En la niebla de la guerra
Los enfrentamientos bélicos son ricos en atrocidades y pobres en certezas. Para eso existe la propaganda, una máquina de producir certidumbres que señalan aquello que debe desaparecer
La certeza nos devuelve una cierta ilusión de control. Cuando un hospital lleno de niños y ancianos es bombardeado, sentimos emociones tan intensas que intentamos controlarlas con ayuda de un relato. El más satisfactorio contiene tres certezas: causa, culpable y solución. Evolutivamente, esta clase de relato ha sido una herramienta de supervivencia, pero también de progreso. En este videojuego es imprescindible identificar el mecanismo que nos destruyó en la última pantalla, la bala que mató a nuestros padres o el animal que se los comió. Son certezas que necesitamos para superar los obstáculos. Cuando el juego es lo suficientemente complejo, también es necesario distinguir las estrategias buenas de las malas. La supervivencia nos permite seguir jugando. La resiliencia nos permite avanzar.
La moral es una herramienta de control colectivo. Nos ayuda a identificarnos con los valores de la tribu y rechazar a aquellos que amenazan su supervivencia o estabilidad. Aquellos que asesinan civiles, decapitan niños o bombardean hospitales llenos de personas indefensas son universalmente identificados como enemigos de la tribu. Peor aún: son tan peligrosos que nadie puede estar a salvo mientras sigan viviendo. Son, literalmente, monstruos: animales humanos, ratas, cucarachas, Untermenschen. La certeza de que han cometido deliberadamente el crimen es la prueba que demuestra su inhumanidad. Pero la guerra es rica en atrocidades y pobre en certezas. Para eso existe la propaganda, una máquina de producir certezas que señalan aquello que debe desaparecer. Luchar contra la propaganda significa renunciar a la certeza. Tenerla no implica necesariamente entender la realidad.

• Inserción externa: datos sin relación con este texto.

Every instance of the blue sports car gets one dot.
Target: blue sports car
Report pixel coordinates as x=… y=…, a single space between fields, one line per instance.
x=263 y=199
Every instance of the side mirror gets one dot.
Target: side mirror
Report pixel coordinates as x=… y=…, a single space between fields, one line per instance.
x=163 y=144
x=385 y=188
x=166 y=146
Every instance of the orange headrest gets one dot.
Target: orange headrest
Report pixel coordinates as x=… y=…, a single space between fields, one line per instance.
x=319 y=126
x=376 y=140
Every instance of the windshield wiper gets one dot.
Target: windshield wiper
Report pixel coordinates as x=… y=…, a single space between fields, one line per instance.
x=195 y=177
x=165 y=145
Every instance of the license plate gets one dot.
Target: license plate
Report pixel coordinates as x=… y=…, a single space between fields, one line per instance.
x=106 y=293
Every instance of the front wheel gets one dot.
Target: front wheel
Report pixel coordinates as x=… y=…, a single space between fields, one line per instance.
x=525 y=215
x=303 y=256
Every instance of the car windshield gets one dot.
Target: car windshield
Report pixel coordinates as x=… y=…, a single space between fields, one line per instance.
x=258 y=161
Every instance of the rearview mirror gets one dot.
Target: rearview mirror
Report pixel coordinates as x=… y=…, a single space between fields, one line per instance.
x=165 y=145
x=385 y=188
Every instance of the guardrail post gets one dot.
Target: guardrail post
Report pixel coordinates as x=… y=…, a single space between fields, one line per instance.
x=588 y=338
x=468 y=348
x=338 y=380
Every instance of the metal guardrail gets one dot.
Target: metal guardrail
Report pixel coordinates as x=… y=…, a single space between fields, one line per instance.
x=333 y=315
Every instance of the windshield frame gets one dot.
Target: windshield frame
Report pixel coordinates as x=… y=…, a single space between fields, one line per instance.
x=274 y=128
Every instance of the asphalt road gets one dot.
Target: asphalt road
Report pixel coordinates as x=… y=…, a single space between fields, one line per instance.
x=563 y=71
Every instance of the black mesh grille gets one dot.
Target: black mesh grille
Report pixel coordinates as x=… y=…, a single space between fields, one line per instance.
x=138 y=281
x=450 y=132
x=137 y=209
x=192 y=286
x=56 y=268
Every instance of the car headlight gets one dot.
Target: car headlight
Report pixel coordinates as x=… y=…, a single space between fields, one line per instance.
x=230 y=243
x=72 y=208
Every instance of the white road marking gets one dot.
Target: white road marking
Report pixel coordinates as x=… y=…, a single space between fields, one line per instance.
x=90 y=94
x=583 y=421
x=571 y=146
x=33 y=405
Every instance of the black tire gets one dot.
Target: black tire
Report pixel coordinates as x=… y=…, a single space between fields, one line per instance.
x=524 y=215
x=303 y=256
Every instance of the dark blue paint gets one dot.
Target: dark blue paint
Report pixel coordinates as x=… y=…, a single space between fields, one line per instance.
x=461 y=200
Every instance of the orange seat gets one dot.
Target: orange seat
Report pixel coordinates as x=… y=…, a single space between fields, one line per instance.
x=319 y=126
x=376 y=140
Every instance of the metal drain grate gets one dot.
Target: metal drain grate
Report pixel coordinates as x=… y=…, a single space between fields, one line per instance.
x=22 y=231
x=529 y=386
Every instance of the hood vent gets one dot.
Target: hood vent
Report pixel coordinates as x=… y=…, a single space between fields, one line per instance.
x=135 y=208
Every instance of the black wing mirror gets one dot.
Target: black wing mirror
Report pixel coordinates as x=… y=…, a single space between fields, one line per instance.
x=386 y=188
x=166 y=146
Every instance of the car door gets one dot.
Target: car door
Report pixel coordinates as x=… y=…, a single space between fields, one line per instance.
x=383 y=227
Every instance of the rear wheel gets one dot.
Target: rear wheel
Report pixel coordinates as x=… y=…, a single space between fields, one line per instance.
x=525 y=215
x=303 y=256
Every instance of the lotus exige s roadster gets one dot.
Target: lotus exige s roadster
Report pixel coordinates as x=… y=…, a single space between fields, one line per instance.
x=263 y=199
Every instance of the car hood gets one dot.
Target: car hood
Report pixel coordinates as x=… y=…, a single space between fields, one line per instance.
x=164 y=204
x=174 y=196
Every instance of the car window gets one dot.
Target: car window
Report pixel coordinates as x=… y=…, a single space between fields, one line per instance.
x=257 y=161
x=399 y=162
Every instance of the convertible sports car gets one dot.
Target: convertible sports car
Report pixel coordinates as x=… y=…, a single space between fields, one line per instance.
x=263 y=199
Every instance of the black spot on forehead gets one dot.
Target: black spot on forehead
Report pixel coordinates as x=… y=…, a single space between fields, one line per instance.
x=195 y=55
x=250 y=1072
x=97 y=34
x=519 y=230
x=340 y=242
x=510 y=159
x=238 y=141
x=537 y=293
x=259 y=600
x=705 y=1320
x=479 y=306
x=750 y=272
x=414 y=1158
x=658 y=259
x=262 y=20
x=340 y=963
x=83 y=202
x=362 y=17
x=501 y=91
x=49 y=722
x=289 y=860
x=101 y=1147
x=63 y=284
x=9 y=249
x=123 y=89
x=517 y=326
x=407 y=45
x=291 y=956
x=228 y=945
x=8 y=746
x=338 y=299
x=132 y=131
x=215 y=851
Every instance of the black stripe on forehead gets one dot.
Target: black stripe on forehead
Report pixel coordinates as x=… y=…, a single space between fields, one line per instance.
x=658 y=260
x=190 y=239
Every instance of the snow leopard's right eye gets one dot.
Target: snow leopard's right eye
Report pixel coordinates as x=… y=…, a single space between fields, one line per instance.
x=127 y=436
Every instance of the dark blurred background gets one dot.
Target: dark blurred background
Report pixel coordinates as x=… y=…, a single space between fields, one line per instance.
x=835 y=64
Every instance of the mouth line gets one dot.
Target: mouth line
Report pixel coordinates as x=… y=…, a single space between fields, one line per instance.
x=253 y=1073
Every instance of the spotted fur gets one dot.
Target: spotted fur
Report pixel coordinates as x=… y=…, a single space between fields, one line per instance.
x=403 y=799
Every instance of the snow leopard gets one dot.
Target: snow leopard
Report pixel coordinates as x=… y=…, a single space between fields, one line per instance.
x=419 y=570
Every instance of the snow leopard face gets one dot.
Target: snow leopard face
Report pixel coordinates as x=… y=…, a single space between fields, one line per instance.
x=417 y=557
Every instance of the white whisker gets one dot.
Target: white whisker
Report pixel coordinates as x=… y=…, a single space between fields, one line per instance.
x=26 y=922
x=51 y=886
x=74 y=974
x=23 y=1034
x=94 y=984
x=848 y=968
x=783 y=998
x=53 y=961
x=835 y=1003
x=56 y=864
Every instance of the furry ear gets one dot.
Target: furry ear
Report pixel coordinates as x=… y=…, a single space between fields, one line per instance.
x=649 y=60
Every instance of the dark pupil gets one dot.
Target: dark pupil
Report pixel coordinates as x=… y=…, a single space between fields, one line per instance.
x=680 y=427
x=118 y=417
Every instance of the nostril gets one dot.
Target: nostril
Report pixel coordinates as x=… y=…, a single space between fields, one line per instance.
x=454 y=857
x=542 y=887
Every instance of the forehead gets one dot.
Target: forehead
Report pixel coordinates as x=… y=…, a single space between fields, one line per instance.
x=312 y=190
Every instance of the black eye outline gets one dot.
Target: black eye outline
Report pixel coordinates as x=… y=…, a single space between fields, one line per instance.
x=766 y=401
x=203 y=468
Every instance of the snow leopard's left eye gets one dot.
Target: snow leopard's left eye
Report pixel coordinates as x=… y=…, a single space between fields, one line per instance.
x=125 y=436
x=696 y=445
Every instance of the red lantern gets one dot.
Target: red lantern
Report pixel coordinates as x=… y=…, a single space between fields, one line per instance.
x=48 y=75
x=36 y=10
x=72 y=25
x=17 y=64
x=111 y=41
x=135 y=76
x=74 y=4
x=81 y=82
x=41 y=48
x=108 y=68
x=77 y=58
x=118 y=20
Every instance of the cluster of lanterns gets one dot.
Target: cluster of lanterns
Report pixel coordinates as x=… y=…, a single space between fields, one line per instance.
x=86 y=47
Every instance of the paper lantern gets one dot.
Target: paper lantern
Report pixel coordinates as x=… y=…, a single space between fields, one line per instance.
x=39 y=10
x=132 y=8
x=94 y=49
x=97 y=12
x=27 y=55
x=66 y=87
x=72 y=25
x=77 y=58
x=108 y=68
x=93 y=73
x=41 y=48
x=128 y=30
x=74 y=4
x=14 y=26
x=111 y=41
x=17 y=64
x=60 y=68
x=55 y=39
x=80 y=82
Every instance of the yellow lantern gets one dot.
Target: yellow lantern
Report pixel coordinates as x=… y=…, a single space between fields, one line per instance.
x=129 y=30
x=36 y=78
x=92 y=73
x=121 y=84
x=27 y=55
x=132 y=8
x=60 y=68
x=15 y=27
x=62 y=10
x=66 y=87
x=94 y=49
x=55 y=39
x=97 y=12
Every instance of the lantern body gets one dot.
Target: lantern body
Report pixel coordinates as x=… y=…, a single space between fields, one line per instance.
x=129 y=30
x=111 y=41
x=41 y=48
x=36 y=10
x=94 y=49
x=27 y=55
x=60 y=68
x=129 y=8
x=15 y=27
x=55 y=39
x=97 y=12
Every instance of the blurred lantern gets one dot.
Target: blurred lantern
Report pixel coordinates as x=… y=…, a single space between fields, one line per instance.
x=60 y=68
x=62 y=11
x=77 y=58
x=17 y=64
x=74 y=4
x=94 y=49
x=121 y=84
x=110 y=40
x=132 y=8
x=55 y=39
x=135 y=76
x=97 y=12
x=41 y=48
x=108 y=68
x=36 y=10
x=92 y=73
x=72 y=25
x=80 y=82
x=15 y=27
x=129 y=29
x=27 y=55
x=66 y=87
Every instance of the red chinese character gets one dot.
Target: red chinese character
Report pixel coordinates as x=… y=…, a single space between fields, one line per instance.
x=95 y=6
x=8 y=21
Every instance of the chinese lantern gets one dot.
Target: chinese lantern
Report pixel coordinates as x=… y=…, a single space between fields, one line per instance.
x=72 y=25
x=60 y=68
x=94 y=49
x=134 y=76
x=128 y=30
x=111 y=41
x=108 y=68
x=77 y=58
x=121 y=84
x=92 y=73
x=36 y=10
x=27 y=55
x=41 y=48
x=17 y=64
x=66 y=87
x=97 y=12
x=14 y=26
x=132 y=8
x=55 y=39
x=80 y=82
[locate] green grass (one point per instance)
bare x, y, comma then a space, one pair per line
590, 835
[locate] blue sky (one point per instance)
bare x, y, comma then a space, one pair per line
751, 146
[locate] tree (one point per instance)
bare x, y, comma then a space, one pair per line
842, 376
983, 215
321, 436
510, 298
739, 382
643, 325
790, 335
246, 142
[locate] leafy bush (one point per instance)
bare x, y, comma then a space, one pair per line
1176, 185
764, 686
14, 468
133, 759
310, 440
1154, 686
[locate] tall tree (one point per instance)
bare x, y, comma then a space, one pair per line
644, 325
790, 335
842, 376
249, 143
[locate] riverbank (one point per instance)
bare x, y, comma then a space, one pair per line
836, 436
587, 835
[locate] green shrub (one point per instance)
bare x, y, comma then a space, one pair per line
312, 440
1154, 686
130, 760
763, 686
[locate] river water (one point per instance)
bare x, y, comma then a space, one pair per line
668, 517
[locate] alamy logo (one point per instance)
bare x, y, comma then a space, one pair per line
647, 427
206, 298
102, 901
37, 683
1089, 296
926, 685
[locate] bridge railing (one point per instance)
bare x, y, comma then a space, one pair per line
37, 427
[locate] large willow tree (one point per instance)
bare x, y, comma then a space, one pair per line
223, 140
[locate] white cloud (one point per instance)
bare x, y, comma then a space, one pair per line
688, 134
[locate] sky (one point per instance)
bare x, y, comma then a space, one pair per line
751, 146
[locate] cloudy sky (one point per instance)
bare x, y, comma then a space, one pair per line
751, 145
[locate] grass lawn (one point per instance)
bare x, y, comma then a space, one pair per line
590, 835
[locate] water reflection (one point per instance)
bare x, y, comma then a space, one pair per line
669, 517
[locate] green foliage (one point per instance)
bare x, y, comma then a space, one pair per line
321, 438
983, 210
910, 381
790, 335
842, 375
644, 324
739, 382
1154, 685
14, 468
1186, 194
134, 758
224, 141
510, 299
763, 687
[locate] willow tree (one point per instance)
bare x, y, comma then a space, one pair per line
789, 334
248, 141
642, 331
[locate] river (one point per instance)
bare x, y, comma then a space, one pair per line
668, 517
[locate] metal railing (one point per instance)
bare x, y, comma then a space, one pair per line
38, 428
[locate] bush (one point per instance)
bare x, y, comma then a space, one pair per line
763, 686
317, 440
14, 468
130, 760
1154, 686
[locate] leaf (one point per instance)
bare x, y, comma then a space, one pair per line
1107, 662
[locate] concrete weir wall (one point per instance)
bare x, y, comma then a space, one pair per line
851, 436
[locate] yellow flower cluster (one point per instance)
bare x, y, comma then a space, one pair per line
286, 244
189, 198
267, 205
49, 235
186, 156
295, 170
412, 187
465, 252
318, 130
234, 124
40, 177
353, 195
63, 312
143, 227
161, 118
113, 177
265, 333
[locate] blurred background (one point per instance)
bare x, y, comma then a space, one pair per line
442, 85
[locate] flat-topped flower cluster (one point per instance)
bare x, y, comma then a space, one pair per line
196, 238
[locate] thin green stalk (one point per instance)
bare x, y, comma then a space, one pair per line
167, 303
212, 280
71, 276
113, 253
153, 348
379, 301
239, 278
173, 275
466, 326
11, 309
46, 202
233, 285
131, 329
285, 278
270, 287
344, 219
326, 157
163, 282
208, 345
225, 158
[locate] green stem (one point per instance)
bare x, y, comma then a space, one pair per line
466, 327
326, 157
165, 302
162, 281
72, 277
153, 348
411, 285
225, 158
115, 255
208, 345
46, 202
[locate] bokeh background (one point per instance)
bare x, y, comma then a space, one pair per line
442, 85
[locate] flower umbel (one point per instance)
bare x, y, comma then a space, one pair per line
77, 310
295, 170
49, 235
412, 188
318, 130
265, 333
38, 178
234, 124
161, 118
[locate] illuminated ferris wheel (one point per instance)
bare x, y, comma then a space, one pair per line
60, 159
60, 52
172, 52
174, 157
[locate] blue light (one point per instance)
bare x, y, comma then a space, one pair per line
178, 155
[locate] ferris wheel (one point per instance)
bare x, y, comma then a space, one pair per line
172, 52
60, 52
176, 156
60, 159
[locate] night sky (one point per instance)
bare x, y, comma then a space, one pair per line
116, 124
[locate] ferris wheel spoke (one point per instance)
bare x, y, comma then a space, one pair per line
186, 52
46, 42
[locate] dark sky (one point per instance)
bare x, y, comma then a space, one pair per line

Tengo un amigo judío que vive con su familia en Tel Aviv. La pasada semana, intercambiamos análisis balísticos y forenses de sonido, debatimos mapas de trayectorias y reportes de daños. Nada parece convincente. Todas las fuentes están comprometidas. Extrañamente, la falta de certeza me exasperaba más que a él y se lo dije. Me respondió: “Estoy tan sediento de la verdad como tú, pero debo admitir que se ha perdido en la niebla de la guerra. Incluso si se encontrara, sería difícil saber cómo informaría cualquier decisión”.
Ayer, mi amigo visitó la tienda de campaña de protesta de las familias cuyos seres queridos han sido secuestrados en Gaza. “Fui allí con mi hija. Solo pensar en que ella pudiera ser secuestrada”, me dice, “y tiritamos los dos”. “Nuestros ciudadanos han sido abandonados dos veces por nuestro Gobierno y están siendo utilizados como peones y vilipendiados por la izquierda global, a pesar de que algunos de los secuestrados y los fallecidos han dedicado décadas de sus vidas a luchar contra la ocupación y han salvado literalmente decenas de vidas palestinas”. El partidismo de este conflicto le parece desgarrador y enloquecedor. Mi amigo es uno de esos judíos que ha dedicado buena parte de su vida a luchar contra la ocupación.
Dicen que nuestra resiliencia depende de tres cosas: agencia, sentido de pertenencia y consciencia de uno mismo. El poder de decidir la propia vida, de formar parte de algo y responder a los retos de forma consciente, sin actos reflejos, sin automatizar. Lo opuesto a la resiliencia es la autodestrucción. “No sé quién bombardeó el hospital”, me dice mi amigo. “Sé que quienquiera que lo haya hecho no lo hizo a propósito, pero fue lo suficientemente imprudente como para permitir que ocurriera. Esto significa que ambos lados son culpables y que el juego de culpar nunca acabará”.